I feel like 8500 would just be enough to cover the cost of materials not labor. They did however come to the property and collected the details they needed on the size of the lot and what the well was producing


----------



## MrMeaner (Feb 21, 2017)

Price sounds about right....I paid 6500 for a 18 zone system on a one acre property 7-8 years ago on a well.

Thing you wanna look for is how many gallons your well produces and size rotor nozzles correctly.


----------



## dpainter68 (Apr 26, 2017)

STI_MECE said:


> So, I just got a quote back from an irrigation installer.
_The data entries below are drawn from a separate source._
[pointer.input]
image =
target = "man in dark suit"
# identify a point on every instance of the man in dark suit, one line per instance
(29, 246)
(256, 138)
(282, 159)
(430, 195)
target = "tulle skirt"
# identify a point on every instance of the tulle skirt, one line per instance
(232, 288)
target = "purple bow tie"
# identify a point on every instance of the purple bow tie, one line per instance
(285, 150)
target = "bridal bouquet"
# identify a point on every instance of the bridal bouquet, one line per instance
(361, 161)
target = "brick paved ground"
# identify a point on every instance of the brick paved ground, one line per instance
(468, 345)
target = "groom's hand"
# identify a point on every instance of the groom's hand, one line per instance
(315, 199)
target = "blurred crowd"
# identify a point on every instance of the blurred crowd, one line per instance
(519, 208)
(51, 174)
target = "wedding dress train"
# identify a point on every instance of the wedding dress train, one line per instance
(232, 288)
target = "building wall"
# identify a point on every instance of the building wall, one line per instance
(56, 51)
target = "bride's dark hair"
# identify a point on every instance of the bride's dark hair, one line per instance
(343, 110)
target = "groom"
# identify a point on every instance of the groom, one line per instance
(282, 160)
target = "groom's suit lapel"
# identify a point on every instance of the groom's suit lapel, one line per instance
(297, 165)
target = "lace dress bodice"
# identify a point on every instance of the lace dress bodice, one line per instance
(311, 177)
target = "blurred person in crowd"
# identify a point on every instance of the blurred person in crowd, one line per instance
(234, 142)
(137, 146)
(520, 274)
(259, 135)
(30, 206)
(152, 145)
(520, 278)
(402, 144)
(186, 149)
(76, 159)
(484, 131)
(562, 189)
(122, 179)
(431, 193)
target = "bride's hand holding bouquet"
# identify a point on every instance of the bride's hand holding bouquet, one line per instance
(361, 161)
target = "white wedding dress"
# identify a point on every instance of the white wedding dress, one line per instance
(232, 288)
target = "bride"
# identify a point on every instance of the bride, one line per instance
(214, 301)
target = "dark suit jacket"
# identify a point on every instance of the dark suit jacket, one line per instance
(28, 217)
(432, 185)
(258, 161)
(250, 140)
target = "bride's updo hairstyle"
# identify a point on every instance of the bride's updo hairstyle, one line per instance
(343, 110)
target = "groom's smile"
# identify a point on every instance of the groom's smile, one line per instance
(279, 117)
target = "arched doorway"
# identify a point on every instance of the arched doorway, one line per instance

The price had me rather surprised because to cover 1.5 acres with irrigation on a well, is no easy feat. They quoted me 8500 dollars for an 18 zone system. They did not provide me any details other than line items of the general area of each zone. The main water line to be installed is 1.25" is about as detailed as it gets and I would imagine they are using rotor sprinklers.
> 
> I feel like 8500 would just be enough to cover the cost of materials not labor. They did however come to the property and collected the details they needed on the size of the lot and what the well was producing


I did a 16 zone system on one acre a couple of years ago. The materials were around $4k-4500. I had several quotes ranging from 8-9k. I'd get a detailed quote from them to be sure it meets your expectations.


----------



## Thejarrod (Aug 5, 2018)

A buddy of mine did 40,000 feet for $8,000. I don't recall how many zones.

I was surprised at how low the price tag was. It just went in so no feedback on what went well or what could have been better


----------



## ticklemejoviemo (Sep 25, 2021)

In MA I just had 20,000sq. Ft. done for $5500, hunter pro-hc and i20's. 10 zones, I think 48-50 heads?


----------



## Huntsw1 (Jun 3, 2021)

Near Indianapolis they are quoting 5-8k for 1/3 acre lots.


----------



## Harts (May 14, 2018)

In Southern Ontario, the going rate is anywhere from $150 to $200 per head. All in.


----------



## burntfire (Dec 10, 2020)

Wow that's cheap for where I am.

10k would get you around 8,000 sq ft of coverage... depending on the site of course.

It is tough digging here though.


----------



## thebmrust (Jun 29, 2020)

I have 1.5 acres. Did it myself. Spent about $1,500 (or less).
The main lines to 1 acre were already in the ground. The lines to the .5ac yard, we put in.
Had to replace every head and riser.

Took us a few months. Once done though, we did a full 1.5 acre reno that fall and I'd say we were 90% successful (grass and sprinklers).

We did manual valves (for 10 zones) since the main lines were already underground. So that saved money, but also costs time. YMMV


----------



## Colinwjholding (Apr 6, 2020)

I irrigated 1.5 acres. I was around 3900$ in materials.


----------



## Jr2169 (9 mo ago)

Saw this at the top figured Id comment on the current pricing in west texas. I have 20k sq ft to irrigate and have gotten quotes at $25k and up. Thats just irrigation. &#128580;. Times sure have changed


----------



## STI_MECE (Aug 4, 2020)

I went around and got some more quotes for the yard. The second round of quotes, one of them was 31k, which to me seems reasonable for irrigating about 3 acres. I am going to be doing almost half the property now instead of only 1.5 acres.

I guess the pricing here seems to be about 10k for every 1 acre.


----------